Brief Title: Trial to Evaluate Safety and Immunogenicity of INO-5150 Alone or With INO-9012 in Men With Prostate Cancer

Official Title: Phase I, Open-label Trial to Evaluate the Safety and Immunogenicity of INO-5150 Alone or in Combination With INO-9012 in Men With Biochemically Relapsed (PSA) Prostate Cancer

Study ID: NCT02514213

Conditions

Prostate Cancer

Interventions

2mg INO-5150 and electroporation device CELLECTRA®-5P

8.5mg INO-5150 and electroporation device CELLECTRA®-5P

2mg INO-5150 plus 1mg INO-9012 and electroporation device CELLECTRA®-5P

8.5mg INO-5150 plus 1mg INO-9012 and electroporation device CELLECTRA®-5P

Electroporation using CELLECTRA®-5P

Study Description

Brief Summary: This is a phase I, open-label trial to evaluate the safety and immunogenicity of INO 5150 alone or in combination with INO-9012 when delivered intramuscularly (IM) followed by electroporation (EP) in men with biochemically relapsed prostate cancer.

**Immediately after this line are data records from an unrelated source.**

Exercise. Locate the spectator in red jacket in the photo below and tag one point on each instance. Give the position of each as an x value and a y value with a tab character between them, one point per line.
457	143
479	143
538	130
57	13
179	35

Detailed Description: Phase I, open label study of INO-5150 (DNA plasmids encoding prostate specific antigen (PSA) and prostate specific membrane antigen (PSMA)) alone or co-administered with INO-9012 (IL-12 plasmid) delivered intramuscularly followed by EP using the CELLECTRA®-5P device in adult males with biochemically relapsed prostate cancer following definitive local therapy (e.g. prostatectomy, external beam radiation, or brachytherapy). Four injections will be administered to approximately 60 eligible subjects who consent to participate in the study. Subjects will be monitored for safety and immunogenicity through Week 72.